In the A-4 Skyhawk, students were additionally expected to calculate a “line speed” check to ensure that the engine was operating at the minimum acceptable thrust after having traveled a thousand feet down the runway. Because if you lose your only engine at any speed prior to rotation, getting the aircraft airborne for any length of appreciable time becomes very difficult, and knowing that the engine is in fact operating within tolerances early in the take-off roll avoids all of the high-speed drama attendant to max braking on a full fuel load with the boundary fence looming ever larger in your field of view. Departure end arresting gear gives a pilot other options in the short hairs, but the availability of such equipment forms no part of the calculation – tailhooks have been known to skip wires.
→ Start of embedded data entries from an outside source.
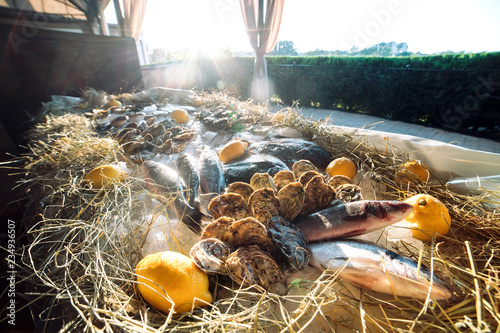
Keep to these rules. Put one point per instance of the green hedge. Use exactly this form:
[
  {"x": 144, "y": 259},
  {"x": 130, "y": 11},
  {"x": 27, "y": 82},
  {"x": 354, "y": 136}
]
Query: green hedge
[{"x": 460, "y": 92}]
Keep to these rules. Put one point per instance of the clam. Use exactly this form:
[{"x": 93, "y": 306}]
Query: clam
[
  {"x": 211, "y": 254},
  {"x": 263, "y": 204},
  {"x": 250, "y": 231},
  {"x": 302, "y": 166},
  {"x": 290, "y": 242},
  {"x": 338, "y": 180},
  {"x": 262, "y": 180},
  {"x": 307, "y": 176},
  {"x": 244, "y": 189},
  {"x": 349, "y": 193},
  {"x": 252, "y": 266},
  {"x": 283, "y": 178},
  {"x": 291, "y": 198},
  {"x": 230, "y": 205},
  {"x": 219, "y": 229},
  {"x": 319, "y": 195}
]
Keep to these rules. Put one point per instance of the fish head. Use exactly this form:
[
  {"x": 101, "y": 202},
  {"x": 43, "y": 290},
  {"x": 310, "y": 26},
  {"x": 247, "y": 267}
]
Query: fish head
[{"x": 381, "y": 214}]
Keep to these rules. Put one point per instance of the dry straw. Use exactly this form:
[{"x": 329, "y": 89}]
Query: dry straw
[{"x": 83, "y": 245}]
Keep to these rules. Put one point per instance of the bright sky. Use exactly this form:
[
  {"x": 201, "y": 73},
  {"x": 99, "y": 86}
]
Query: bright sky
[{"x": 428, "y": 26}]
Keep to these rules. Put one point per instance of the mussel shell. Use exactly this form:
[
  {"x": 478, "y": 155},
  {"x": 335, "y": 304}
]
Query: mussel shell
[
  {"x": 210, "y": 255},
  {"x": 263, "y": 205},
  {"x": 283, "y": 178},
  {"x": 244, "y": 189},
  {"x": 230, "y": 205},
  {"x": 291, "y": 198},
  {"x": 290, "y": 242},
  {"x": 252, "y": 266},
  {"x": 302, "y": 166}
]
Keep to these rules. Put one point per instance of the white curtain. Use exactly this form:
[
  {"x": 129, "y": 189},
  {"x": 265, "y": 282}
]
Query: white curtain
[
  {"x": 133, "y": 14},
  {"x": 262, "y": 25}
]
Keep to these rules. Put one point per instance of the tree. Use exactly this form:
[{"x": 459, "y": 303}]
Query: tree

In multi-engine aircraft, things can get a little more complicated. Based on the same factors above plus runway length, there can come a time when a critical emergency on the roll forces a pilot to decide whether to reject the take-off or continue with the remaining engine. At the computed airspeed of V1(decision speed), the pilot has two options available to him should an engine fail: 1) Reject the take-off, and stop the aircraft in the distance remaining, or 2) accelerate towards V2, take-off speed.
On runways of 8000 feet or less on a hot day, the F-5E had a narrow speed band between Vno-go and V1 that we referred to jokingly as Vscrewed, meaning that insufficient runway remained either to abort or continue for take-off. In that case, the drag chute and the tailhook were the only options remaining (apart from the ejection seat) and the hook itself a mere, slender reed of a thing, placed there mainly to assuage the wounded egos of tailhooker wannabes.
The bias in most multi-engine aircraft I flew after reaching V1 was to continue the take-off and deal with whatever emergency you had airborne, so long as the aircraft was flyable. Airplanes are made to fly and basically want to, but making them stop on a rapidly diminishing runway at NASCAR speeds and max gross weight requires more than the usual amount of finesse and associated stress.
The concept of V1 has an associated metric known as “Balanced Field Length”, which is the minimum length of runway required for an aircraft to accelerate towards V1, lose the critical engine and either abort or continue to the take-off, meeting all applicable take-off performance criteria such as obstacle clearance and rate-of-climb.